On cm1, tried with --clean and without (just will drop tables if exist)
export PGPASSWORD=passwordfromfile
pg_dump -h localhost -p 7432 -U cloudera-scm --clean --file=csm_dump_amon.sql amon
pg_dump -h localhost -p 7432 -U cloudera-scm --clean --file=csm_dump_nav.sql nav
pg_dump -h localhost -p 7432 -U cloudera-scm --clean --file=csm_dump_rman.sql rman
pg_dump -h localhost -p 7432 -U cloudera-scm --clean --file=csm_dump_scm.sql scm
On cm2 built automatically in Amazon opsworks so has a blank CM config.

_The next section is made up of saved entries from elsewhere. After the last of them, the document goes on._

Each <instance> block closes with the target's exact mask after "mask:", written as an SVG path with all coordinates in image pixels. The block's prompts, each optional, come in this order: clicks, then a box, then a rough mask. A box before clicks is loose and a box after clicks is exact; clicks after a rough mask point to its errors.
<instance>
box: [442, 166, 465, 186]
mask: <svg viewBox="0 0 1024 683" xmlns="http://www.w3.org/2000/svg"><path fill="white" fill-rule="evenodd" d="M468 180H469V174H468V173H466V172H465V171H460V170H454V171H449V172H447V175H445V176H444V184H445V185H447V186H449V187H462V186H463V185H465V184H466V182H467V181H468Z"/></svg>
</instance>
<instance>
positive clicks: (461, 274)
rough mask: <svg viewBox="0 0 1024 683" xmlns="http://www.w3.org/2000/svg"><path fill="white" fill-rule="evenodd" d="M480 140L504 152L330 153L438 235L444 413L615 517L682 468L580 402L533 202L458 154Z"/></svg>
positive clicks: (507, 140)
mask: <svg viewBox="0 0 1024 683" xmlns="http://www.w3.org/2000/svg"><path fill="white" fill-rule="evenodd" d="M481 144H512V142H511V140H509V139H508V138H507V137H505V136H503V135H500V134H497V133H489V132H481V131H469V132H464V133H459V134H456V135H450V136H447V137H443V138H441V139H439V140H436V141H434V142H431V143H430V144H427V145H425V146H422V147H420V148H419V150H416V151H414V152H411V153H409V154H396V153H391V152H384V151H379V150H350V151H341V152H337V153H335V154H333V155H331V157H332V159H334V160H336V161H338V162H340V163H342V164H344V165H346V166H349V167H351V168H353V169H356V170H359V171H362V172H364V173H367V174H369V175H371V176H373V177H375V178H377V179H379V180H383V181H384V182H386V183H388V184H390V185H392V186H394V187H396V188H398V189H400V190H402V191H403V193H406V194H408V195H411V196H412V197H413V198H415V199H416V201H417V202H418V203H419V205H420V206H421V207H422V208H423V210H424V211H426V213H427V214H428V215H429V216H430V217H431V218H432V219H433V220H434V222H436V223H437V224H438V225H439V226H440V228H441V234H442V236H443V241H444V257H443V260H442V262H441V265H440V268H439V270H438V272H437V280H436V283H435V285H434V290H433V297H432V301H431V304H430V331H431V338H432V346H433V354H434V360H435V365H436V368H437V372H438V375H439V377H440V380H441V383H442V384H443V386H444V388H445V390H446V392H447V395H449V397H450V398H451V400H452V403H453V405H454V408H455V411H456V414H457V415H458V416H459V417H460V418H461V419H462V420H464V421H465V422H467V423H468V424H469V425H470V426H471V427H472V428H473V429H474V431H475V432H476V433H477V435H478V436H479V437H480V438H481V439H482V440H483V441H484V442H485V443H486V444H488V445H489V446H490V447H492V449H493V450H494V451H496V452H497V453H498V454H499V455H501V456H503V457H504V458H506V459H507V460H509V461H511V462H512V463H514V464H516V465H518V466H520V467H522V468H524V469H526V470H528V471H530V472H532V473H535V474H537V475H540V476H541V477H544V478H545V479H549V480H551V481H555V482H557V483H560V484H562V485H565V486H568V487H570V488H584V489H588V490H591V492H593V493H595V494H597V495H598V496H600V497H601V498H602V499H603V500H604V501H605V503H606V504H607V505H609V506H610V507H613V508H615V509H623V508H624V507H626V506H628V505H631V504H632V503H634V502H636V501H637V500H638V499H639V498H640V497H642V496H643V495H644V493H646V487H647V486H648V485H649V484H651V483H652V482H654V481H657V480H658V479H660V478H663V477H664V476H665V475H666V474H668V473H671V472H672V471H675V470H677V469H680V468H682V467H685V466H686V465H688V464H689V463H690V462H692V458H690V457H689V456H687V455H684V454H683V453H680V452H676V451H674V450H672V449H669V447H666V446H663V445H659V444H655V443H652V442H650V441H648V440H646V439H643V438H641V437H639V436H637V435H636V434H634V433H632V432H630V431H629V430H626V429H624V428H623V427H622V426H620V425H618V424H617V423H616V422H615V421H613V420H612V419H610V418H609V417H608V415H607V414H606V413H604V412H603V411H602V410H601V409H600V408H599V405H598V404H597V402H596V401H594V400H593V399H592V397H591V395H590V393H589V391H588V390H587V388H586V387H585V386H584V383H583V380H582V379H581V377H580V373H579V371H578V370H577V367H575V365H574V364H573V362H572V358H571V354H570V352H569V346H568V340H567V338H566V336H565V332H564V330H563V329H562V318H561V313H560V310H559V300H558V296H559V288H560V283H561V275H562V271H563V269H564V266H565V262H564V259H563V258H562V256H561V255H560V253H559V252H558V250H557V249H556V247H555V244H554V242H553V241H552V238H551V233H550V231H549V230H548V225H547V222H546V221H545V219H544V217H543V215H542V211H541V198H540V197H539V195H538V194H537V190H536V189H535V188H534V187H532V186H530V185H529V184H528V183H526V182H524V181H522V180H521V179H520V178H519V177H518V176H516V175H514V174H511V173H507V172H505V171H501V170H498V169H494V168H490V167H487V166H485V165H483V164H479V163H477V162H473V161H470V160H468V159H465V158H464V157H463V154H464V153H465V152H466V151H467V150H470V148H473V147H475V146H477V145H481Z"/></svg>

sudo service cloudera-scm-server stop
dropdb -h localhost -p 7432 -U cloudera-scm 'scm'
createdb -h localhost -p 7432 -U cloudera-scm 'scm'
export PGPASSWORD=newpasswordfromfile
psql -h localhost -p 7432 -U cloudera-scm -d amon -f csm_dump_amon.sql
psql -h localhost -p 7432 -U cloudera-scm -d nav -f csm_dump_nav.sql
psql -h localhost -p 7432 -U cloudera-scm -d rman -f csm_dump_rman.sql
psql -h localhost -p 7432 -U cloudera-scm -d scm -f csm_dump_scm.sql
sudo service cloudera-scm-server start
Java runs for a minute then dies. /var/log/cloudera-scm-server/db.log
ERROR: column dbrole0_.config_staleness_status does not exist at character 417
STATEMENT: select dbrole0_.ROLE_ID as ROLE1_28_0_, dbrole0_.OPTIMISTIC_LOCK_VERSION as OPTIMIST2_28_0_, dbrole0_.NAME as NAME3_28_0_, d
brole0_.HOST_ID as HOST4_28_0_, dbrole0_.ROLE_TYPE as ROLE5_28_0_, dbrole0_.CONFIGURED_STATUS as CONFIGUR6_28_0_, dbrole0_.MERGED_KEYTAB
as MERGED7_28_0_, dbrole0_.MAINTENANCE_COUNT as MAINTENA8_28_0_, dbrole0_.DECOMMISSION_COUNT as DECOMMIS9_28_0_, dbrole0_.HAS_EVER_STAR
TED as HAS10_28_0_, dbrole0_.CONFIG_STALENESS_STATUS as CONFIG11_28_0_, dbrole0_.SERVICE_ID as SERVICE12_28_0_, dbrole0_.ROLE_CONFIG_GRO
UP_ID as ROLE13_28_0_ from ROLES dbrole0_ where dbrole0_.ROLE_ID in ($1, $2, $3, $4, $5, $6, $7, $8, $9, $10, $11, $12, $13, $14, $15)
ERROR: current transaction is aborted, commands ignored until end of transaction block
STATEMENT: SELECT NULL AS TABLE_CAT, n.nspname AS TABLE_SCHEM, c.relname AS TABLE_NAME, CASE n.nspname ~ '^pg_' OR n.nspname = 'inform
ation_schema' WHEN true THEN CASE WHEN n.nspname = 'pg_catalog' OR n.nspname = 'information_schema' THEN CASE c.relkind WHEN 'r' THE
N 'SYSTEM TABLE' WHEN 'v' THEN 'SYSTEM VIEW' WHEN 'i' THEN 'SYSTEM INDEX' ELSE NULL END WHEN n.nspname = 'pg_toast' THEN CASE c
.relkind WHEN 'r' THEN 'SYSTEM TOAST TABLE' WHEN 'i' THEN 'SYSTEM TOAST INDEX' ELSE NULL END ELSE CASE c.relkind WHEN 'r' THE
N 'TEMPORARY TABLE' WHEN 'i' THEN 'TEMPORARY INDEX' WHEN 'S' THEN 'TEMPORARY SEQUENCE' WHEN 'v' THEN 'TEMPORARY VIEW' ELSE NULL
END END WHEN false THEN CASE c.relkind WHEN 'r' THEN 'TABLE' WHEN 'i' THEN 'INDEX' WHEN 'S' THEN 'SEQUENCE' WHEN 'v' THEN 'VIEW'
WHEN 'c' THEN 'TYPE' ELSE NULL END ELSE NULL END AS TABLE_TYPE, d.description AS REMARKS FROM pg_catalog.pg_namespace n, pg_cata
log.pg_class c LEFT JOIN pg_catalog.pg_description d ON (c.oid = d.objoid AND d.objsubid = 0) LEFT JOIN pg_catalog.pg_class dc ON (d.c
lassoid=dc.oid AND dc.relname='pg_class') LEFT JOIN pg_catalog.pg_namespace dn ON (dn.oid=dc.relnamespace AND dn.nspname='pg_catalog')
WHERE c.relnamespace = n.oid AND c.relname LIKE 'PROBABLYNOT' AND (false OR ( c.relkind = 'r' AND n.nspname !~ '^pg_' AND n.nspname
<> 'information_schema' ) ) ORDER BY TABLE_TYPE,TABLE_SCHEM,TABLE_NAME
Created 10-01-2014 01:26 AM
I've just checked the versions and yes they are different so no wonder it fails! Opsworks normally automatically installs the latest version but I'd overidden it for the upgrade testing. Thanks, John.